Rough relative costs per signature on a typical server (ordered fastest → slowest):

<steps level="4">

#### `HS256` — single HMAC pass. Microseconds.

#### `Ed25519` — constant-time EC operation. Low microseconds.

#### `ES256` — ECDSA. Low microseconds.

#### `PS256` / `RS256` — RSA signing dominates the cost. ~100× slower than HS256.

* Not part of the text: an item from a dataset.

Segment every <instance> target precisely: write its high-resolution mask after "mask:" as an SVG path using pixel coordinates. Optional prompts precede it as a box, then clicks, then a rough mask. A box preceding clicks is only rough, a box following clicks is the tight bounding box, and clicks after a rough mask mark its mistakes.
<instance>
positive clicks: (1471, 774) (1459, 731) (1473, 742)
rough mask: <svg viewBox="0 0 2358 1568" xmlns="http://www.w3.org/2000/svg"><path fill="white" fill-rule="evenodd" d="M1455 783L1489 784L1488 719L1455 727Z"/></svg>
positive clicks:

#### `ES512` / `RS512` / `PS512` — largest hash variant of each family.

</steps>

Verification is typically cheaper than signing for asymmetric schemes, but the exact ratio varies.

<tip>

Don't optimize the algorithm choice before measuring. For the vast majority of services, any of the above is fast enough — the token-per-second budget is usually constrained by your own crypto library's scheduling, not the algorithm.

</tip>

## Generating a key per algorithm

All the examples below use [`generateJWK`](/jwk/generating), which returns a key with `alg` baked in — so `sign()`/`verify()` don't need `options.alg`.

<CodeGroup>

```ts [hs256.ts]
const key = await generateJWK("HS256");
// { kty: "oct", k: "...", alg: "HS256", kid: "..." }
```

```ts [rs256.ts]
const { privateKey, publicKey } = await generateJWK("RS256", { modulusLength: 2048 });
// privateKey: JWK_RSA_Private ({ kty: "RSA", d, n, e, p, q, dp, dq, qi, alg, kid })
// publicKey:  JWK_RSA_Public  ({ kty: "RSA", n, e, alg, kid })
```

```ts [ed25519.ts]
const { privateKey, publicKey } = await generateJWK("Ed25519");
// kty: "OKP", crv: "Ed25519", alg: "Ed25519"
```

```ts [es256.ts]
const { privateKey, publicKey } = await generateJWK("ES256");
// kty: "EC", crv: "P-256", alg: "ES256"
```

</CodeGroup>

### Curves

`ES*` uses NIST curves:

- `ES256` → `P-256`
- `ES384` → `P-384`
- `ES512` → `P-521` (note: 521, not 512 — the curve name is `P-521` in JOSE)

`EdDSA` uses Edwards curves:

- `Ed25519` — the common case. Recommended.
- `Ed448` — larger, slower, and currently **experimental in Node.js** (emits an `ExperimentalWarning`).

## Which identifier goes in the header?

`sign()` always writes the signer's algorithm into the protected header as `alg`. `verify()` reads it back and checks it against the allowlist ([`algorithms`](/jwt/jws/verifying#algorithm-allowlist) option, or inferred from the key).

Never attempt to infer the algorithm yourself by parsing the header — that's the attack vector behind the "`alg: none`" family of JWT CVEs. Let unjwt do the match.